Dickey's Diary


Editor's Note: Readers of The Kentucky Explorer have been introduced to the Rev. John J. Dickey in past issues. Remember that he was a traveling preacher throughout the eastern part of the state during the years between 1880 and 1925. He helped to establish numerous churches and at least two colleges. He was also a teacher and a newspaper editor. However, his most enduring gift to us today may well be his diary that he kept faithfully during some 50 years of his later life beginning in the 1880s. In all, over 6,000 pages written in his own hand make up this interesting digest.

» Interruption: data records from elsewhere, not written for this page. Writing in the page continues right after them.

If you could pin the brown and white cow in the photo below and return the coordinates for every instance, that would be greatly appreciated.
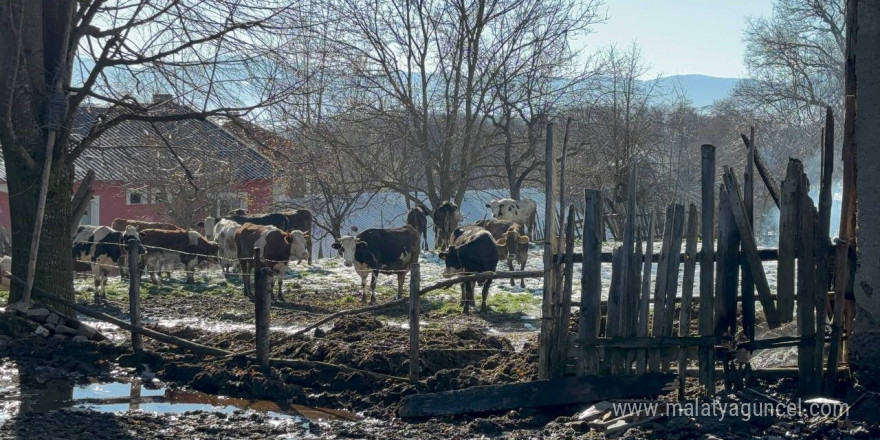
(446, 218)
(276, 249)
(375, 251)
(417, 217)
(167, 249)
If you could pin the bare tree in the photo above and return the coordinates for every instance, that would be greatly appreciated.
(56, 55)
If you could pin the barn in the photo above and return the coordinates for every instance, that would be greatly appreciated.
(175, 171)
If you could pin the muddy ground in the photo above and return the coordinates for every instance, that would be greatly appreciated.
(456, 352)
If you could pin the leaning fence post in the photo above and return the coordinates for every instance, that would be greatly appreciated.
(134, 293)
(414, 287)
(262, 303)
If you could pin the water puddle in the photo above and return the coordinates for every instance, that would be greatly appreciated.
(18, 395)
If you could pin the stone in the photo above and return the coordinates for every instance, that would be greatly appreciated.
(65, 330)
(38, 314)
(86, 330)
(54, 319)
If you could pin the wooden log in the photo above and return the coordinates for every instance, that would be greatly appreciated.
(654, 342)
(661, 285)
(414, 303)
(134, 293)
(748, 286)
(809, 383)
(542, 393)
(788, 227)
(769, 181)
(726, 266)
(707, 276)
(687, 293)
(591, 280)
(262, 307)
(750, 250)
(645, 297)
(546, 350)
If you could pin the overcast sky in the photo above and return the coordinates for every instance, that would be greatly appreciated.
(681, 36)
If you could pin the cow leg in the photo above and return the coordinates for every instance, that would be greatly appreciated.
(401, 276)
(483, 307)
(373, 287)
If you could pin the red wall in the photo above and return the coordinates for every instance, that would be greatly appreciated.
(112, 202)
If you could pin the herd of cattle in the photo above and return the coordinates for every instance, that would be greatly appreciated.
(229, 242)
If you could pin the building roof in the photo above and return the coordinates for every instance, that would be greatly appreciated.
(138, 151)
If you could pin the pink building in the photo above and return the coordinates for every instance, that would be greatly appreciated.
(137, 176)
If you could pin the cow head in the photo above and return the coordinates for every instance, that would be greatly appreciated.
(347, 245)
(453, 261)
(513, 242)
(298, 245)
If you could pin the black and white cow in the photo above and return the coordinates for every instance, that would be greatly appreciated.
(103, 248)
(417, 217)
(446, 218)
(474, 251)
(520, 211)
(376, 251)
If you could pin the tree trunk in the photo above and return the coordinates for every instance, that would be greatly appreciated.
(55, 260)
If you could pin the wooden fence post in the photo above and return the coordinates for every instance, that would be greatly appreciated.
(414, 303)
(591, 282)
(687, 295)
(134, 293)
(262, 305)
(546, 348)
(707, 275)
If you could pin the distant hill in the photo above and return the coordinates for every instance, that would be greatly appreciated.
(702, 90)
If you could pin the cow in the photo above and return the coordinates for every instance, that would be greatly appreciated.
(224, 234)
(301, 220)
(166, 249)
(417, 217)
(474, 251)
(520, 211)
(376, 251)
(102, 248)
(446, 218)
(277, 248)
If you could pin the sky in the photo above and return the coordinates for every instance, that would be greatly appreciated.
(680, 37)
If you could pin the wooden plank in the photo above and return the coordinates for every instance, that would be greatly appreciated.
(591, 279)
(546, 347)
(808, 383)
(707, 275)
(726, 266)
(414, 303)
(687, 293)
(661, 285)
(542, 393)
(645, 297)
(750, 251)
(788, 227)
(769, 181)
(748, 286)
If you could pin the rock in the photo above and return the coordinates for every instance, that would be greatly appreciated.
(54, 319)
(87, 331)
(65, 330)
(38, 314)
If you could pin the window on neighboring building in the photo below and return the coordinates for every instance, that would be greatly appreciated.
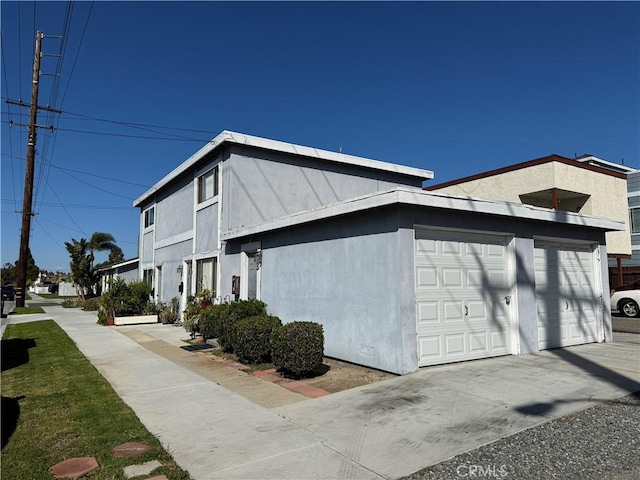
(635, 220)
(149, 217)
(147, 276)
(206, 275)
(208, 185)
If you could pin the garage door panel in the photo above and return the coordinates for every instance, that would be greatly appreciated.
(428, 312)
(454, 345)
(453, 311)
(427, 277)
(465, 288)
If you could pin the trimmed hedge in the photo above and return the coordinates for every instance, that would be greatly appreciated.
(251, 337)
(298, 347)
(237, 311)
(91, 304)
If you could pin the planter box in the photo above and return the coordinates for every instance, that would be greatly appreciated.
(135, 319)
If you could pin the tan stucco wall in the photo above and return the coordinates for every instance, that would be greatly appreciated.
(608, 193)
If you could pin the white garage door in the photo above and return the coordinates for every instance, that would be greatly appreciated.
(463, 292)
(566, 295)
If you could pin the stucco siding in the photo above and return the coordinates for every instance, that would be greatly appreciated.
(507, 186)
(207, 229)
(170, 258)
(343, 273)
(608, 198)
(633, 182)
(174, 210)
(147, 249)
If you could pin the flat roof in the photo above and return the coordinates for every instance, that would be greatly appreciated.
(227, 137)
(421, 198)
(527, 164)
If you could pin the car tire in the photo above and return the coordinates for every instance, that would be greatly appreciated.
(628, 307)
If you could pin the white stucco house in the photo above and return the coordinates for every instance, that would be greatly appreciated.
(399, 277)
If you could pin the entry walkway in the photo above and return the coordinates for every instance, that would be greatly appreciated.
(383, 430)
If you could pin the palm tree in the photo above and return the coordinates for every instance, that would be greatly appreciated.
(82, 255)
(101, 242)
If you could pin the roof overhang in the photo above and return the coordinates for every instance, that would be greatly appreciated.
(227, 137)
(421, 198)
(118, 265)
(531, 163)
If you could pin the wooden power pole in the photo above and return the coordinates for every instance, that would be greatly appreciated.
(28, 180)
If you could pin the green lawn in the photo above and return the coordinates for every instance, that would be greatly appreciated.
(54, 295)
(55, 405)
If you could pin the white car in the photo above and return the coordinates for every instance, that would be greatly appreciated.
(626, 300)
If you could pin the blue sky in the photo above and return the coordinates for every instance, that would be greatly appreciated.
(454, 87)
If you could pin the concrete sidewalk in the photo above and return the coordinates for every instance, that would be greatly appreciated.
(384, 430)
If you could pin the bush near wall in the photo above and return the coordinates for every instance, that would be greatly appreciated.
(251, 338)
(209, 320)
(235, 312)
(91, 304)
(297, 348)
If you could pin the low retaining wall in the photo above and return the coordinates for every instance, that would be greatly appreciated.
(134, 319)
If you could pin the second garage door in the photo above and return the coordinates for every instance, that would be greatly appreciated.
(463, 296)
(566, 294)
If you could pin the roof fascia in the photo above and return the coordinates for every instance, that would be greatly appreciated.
(421, 198)
(282, 147)
(527, 164)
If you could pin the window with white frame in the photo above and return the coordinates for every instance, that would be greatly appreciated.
(147, 276)
(149, 217)
(634, 213)
(206, 275)
(208, 185)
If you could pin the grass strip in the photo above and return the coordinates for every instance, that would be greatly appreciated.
(27, 310)
(56, 405)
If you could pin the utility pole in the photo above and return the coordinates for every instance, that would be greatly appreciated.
(28, 180)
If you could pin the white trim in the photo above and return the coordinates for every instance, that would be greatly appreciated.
(251, 247)
(207, 203)
(245, 250)
(181, 237)
(422, 198)
(283, 147)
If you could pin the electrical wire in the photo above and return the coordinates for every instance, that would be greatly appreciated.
(84, 173)
(75, 60)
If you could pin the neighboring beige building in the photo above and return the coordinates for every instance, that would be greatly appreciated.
(555, 182)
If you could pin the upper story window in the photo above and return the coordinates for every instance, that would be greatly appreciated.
(149, 217)
(208, 185)
(635, 220)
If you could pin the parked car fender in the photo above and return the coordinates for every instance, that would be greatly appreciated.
(626, 302)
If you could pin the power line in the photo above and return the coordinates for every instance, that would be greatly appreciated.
(75, 60)
(125, 123)
(73, 205)
(85, 173)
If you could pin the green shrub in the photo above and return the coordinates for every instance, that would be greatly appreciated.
(297, 348)
(69, 303)
(91, 304)
(251, 337)
(236, 311)
(209, 321)
(124, 298)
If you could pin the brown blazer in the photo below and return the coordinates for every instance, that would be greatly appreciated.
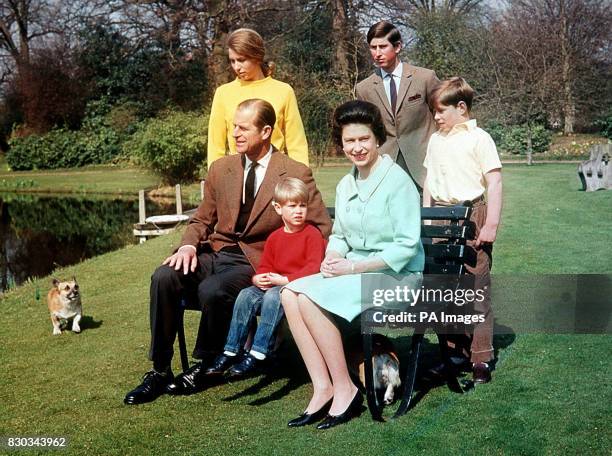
(409, 130)
(215, 219)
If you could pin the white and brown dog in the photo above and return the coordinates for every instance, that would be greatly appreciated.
(64, 301)
(385, 363)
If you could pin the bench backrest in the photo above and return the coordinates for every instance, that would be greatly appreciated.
(444, 241)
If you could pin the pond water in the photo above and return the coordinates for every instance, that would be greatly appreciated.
(40, 233)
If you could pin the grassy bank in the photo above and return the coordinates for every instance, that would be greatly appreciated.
(90, 179)
(550, 394)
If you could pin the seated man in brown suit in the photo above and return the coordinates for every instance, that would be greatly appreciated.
(221, 248)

In this journal of his, Dickey often wrote down accounts of events daily. Much of the material concerns his day to day life. However, during the late 1890s he began to gather family history on various families he met in his travels. We are offering these interviews to our readers in the hope that they will be appreciated in the sense that Rev. Dickey intended. These interviews were written word for word as they were given to Rev. Dickey. Nothing has been changed.

Lital Hughes
Sexton's Creek
March 19, 1898
I was born in Lee County, Virginia, March 26, 1827. My father was William Hughes. He was born in Washington County, Virginia. Bounteville in about 1794. He was a soldier in the War of 1812. He enlisted when he was 18 years old. He was in Col. Sharp's regiment. Col. Sharp lived and died near Jonesville, Virginia. Andrew Bailey of Lee County, Virginia, was a soldier in the same war. Andrew Bailey came to Harlan County, and his descendents are scattered through the mountains of Kentucky. One of the early settlers of Lee County, Virginia, was Joseph Coger. He is the grandfather of Fayette Rawlings wife. He was a doctor. He was a strong man. Jack Coger, his son, was a good man. He was the father of the Rawlings and lived on Wallen's Creek, Lee County, Virginia. He removed to Sexton's Creek, Clay County, before the war about 1854. Winston Huff, my wife's father, was born in Lee County, also. His father, James Huff, was born in Ireland. He was one of the first settlers in Lee County. There were Indians then. James Huff was active as a leader in defending the settlers. He was sheriff, a member of the Legislature, and a member of Congress. Winston Huff was named for William Winston who was the friend of James Huff when either in Congress or the Legislature. My grandfather was Isaac Hughes. He was born in Ireland. He married Alcey White, sister of General Hugh White. My father-in-law gave his wife a Negro man. She gave him for 10,000 acres of land on the waters of the North Fork of Powell's River, nine miles from Jonesville. It extended to Yokum's Station. James Huff was in the company that killed Benge. He lived to be 102 years old. My grandfather lived and died on ________ land. It was valuable land. He gave each of his children a farm. His descendants lived in Tennessee and Missouri. His son, Eli Hughes, circuit clerk of St. Louis, was a very wealthy man. I left Virginia soon after I married. My wife lived in Harlan. My father-in-law, Winston Huff, bought a farm on Sexton's Creek and gave it to us, and we located on it December 27, 1857. Millard Hughes, our son, was born September 18, 1858. He is now evangelizing in the Southern Methodist Church.